Verdone ci mostra come le attività agricole permettano alla comunità gorgonese di produrre, imparare ed entrare in contatto con il mondo esterno. Il respiro di Gorgona viene così affidato alle onde del mare e scambiato con quello della terra ferma mediante le collaborazioni con aziende, cooperative, università, istituzioni locali e soprattutto le visite di migliaia di persone. Incontri che riducono le distanze, abbattono i pregiudizi e aprono la strada al reinserimento sociale dei reclusi. E’ questa apertura al mondo esterno la chiave del successo di Gorgona. Verdone ricorre alle leggi della termodinamica per spiegare come funziona questo ecosistema-isola: “L’energia portata dall’esterno – egli scrive - sotto forma di collaborazioni, emozioni, informazioni e stimoli culturali diventa vitale per evitare il disordine”. E continua l’autore: “Un sistema conflittuale come il carcere ha bisogno di un alto grado di unità. Un carcere aperto non può basarsi sull’imposizione dell’ordine con la forza. Le cosiddette forze dell’ordine non possono garantire l’ordine, l’equilibrio, quindi la salute, con la forza dei muscoli ma con il potere degli atteggiamenti e delle motivazioni. E’ dentro le menti e i cuori delle persone che deve avvenire la svolta. Dove le singole volontà, ognuna al suo livello, dovranno essere orientate verso gli stessi obiettivi. Gorgona è patrimonio di tutta la comunità.. La scommessa è che alcune persone possano ritrovare se stesse e nuove motivazioni per una vita rinnovata”.

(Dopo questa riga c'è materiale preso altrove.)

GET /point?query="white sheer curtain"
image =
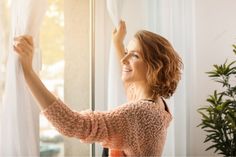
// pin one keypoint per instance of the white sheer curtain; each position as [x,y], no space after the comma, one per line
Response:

Dopo aver letto il libro di Marco Verdone nasce spontanea una riflessione: nelle carceri italiane ci sono oggi 63.460 detenuti, ben 20 mila in più rispetto alla capienza regolamentare. Tra quanti scontano una pena definitiva, il 32,4% ha un residuo di pena inferiore ad un anno e addirittura il 64% ha un residuo di pena inferiore a tre anni. Per detenuti con buona condotta e pene lievi si potrebbero progettare altre Gorgone magari in aree agricole periurbane per preservarle dal cemento o in centri rurali spopolati per sottrarre risorse agricole e ambientali di pregio ad un destino di abbandono? Non si garantisce maggiore sicurezza ai cittadini avere a fine pena persone che abbiano imparato un mestiere e siano pronte a reinserirsi nella società? Davvero è così difficile che un piano di edilizia carceraria, coerente con gli obiettivi di sicurezza dei cittadini, umanizzazione della pena e risocializzazione dei condannati, preveda anche la possibilità di edificare comunità nuove in una concezione dell’abitare il territorio che sia sostenibile dal punto di vista sociale e ambientale?